Thursday, October 26, 2006

The Venice Project

Coming soon to a computer monitor in front of you! TV unleashed by the guys that brought us KaZaA and Skype.

Janus Friis:

"What are we trying to do with Venice?

It’s simple, really — we are trying to bring together the best of TV with the best of the Internet. We think TV is one of the most powerful, engaging mass medias of all time. People love TV, but they also hate TV. They love the (sometimes…) amazing storytelling, the richness, the quality itself. But they hate the linearness, the lack of choice, the lack of basic things like being able to search. And wholly missing is everything that we are now accustomed to from the Internet: tagging, recommendations, choice, and so on… TV is 507 channels and nothing on and we want to help change that!"

Bruno Giussani:

"So, to summarize:

  • streaming peer-to-peer television (near-TV quality)
  • free to the user (just download the client software)
  • ad-supported (with ad targeting)
  • deals with content providers (revenue-share)
  • time-shifted
  • searchable
  • with "social TV" features (tagging, recommendations, etc)"
Om Malik: Interview responses from Janus Friis

"Like Skype, The Venice Project is simple - you download and you get free television. There is nothing complicated and simple. Our software is already in beta, and we are doing some bug squashing right now. You can sign-up and we are inviting more people to our beta program. It is near television quality, and it needs about one megabit per second.

We are building an ad-based system, and it is close to the television model. We will do revenue share with the content providers. With our system, people can be targeted with the right kind of ads. We are respecting the copyrights. We will reveal more details about the technology soon."


"The time is right for this.

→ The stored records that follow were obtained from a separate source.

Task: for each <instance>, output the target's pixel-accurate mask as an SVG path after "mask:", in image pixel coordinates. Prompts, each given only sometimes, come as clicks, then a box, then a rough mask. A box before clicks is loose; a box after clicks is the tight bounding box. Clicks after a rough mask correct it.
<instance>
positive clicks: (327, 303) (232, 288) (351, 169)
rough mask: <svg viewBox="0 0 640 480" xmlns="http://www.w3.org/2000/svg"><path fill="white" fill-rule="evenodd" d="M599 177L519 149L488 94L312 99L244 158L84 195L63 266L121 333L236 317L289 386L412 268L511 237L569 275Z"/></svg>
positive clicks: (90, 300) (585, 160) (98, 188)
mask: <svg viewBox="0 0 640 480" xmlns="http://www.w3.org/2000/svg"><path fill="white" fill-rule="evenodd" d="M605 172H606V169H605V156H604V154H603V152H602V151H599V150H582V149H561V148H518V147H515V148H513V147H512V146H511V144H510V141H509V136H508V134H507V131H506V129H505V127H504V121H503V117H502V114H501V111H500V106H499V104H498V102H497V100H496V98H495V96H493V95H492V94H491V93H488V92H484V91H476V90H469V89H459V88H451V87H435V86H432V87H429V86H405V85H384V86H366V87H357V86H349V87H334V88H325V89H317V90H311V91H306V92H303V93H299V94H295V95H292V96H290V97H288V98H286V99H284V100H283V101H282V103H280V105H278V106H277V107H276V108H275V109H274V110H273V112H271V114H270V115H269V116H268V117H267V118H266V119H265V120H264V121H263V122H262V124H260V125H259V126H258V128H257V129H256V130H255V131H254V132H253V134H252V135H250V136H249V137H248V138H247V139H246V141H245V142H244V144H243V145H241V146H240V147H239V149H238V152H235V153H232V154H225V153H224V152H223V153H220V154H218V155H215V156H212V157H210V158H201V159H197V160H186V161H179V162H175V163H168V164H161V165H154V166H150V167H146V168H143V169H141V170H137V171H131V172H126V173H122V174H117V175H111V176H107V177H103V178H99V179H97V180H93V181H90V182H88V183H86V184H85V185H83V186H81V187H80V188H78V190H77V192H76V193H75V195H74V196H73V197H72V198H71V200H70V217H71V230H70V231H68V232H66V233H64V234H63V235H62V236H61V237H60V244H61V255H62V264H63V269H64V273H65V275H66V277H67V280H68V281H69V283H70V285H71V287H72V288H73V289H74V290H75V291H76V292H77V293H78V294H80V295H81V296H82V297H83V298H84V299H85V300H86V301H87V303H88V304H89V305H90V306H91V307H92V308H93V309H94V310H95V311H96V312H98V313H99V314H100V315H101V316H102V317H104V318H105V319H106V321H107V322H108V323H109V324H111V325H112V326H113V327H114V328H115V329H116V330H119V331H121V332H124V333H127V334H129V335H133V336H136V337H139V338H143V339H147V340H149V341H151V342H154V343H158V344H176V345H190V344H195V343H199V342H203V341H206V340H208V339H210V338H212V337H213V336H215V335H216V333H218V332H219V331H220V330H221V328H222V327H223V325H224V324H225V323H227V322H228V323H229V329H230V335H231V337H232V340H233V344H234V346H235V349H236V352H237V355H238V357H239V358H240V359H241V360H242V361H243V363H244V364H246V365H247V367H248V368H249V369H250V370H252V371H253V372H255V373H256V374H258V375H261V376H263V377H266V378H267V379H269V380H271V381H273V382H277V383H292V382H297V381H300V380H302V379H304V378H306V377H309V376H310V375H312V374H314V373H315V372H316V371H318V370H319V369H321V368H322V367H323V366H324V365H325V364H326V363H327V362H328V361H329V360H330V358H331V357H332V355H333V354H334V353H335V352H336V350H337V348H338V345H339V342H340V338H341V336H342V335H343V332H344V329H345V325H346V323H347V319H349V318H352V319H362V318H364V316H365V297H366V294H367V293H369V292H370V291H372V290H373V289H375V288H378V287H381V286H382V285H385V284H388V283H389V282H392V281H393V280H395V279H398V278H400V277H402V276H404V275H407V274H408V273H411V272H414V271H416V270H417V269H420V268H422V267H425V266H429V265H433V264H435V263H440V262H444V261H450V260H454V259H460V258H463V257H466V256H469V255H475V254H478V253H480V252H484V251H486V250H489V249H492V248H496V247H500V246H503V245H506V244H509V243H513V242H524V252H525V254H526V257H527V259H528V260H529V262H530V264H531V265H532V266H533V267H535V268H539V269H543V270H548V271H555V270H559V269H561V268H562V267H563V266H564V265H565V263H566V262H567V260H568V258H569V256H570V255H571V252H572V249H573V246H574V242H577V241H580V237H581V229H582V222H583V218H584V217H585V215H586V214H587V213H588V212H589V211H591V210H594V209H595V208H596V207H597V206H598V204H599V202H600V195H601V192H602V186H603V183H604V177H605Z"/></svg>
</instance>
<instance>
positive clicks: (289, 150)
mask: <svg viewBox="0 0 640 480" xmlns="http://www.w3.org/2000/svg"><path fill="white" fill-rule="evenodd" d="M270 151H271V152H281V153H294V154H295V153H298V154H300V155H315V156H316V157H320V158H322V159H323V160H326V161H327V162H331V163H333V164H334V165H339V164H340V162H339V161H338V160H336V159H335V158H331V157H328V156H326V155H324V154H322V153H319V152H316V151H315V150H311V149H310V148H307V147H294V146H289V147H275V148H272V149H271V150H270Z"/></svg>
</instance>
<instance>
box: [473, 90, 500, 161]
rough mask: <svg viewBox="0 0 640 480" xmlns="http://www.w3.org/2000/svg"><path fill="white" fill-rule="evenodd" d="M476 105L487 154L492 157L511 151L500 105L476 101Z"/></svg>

Consumer demand is there and the networks seem ready to take the step. Apple has secured rights to over 220 television shows and sells them on iTunes. YouTube’s market valuation has been set at $1.65 billion by Google, showing the value of simple show clips on the web. And the networks have shown that they are open to trying new distribution options through the Internet. If Niklas and Janus have been successful in securing rights to network shows, we’re about to be introduced to something which is very likely to result in me canceling my cable television subscription once and for all."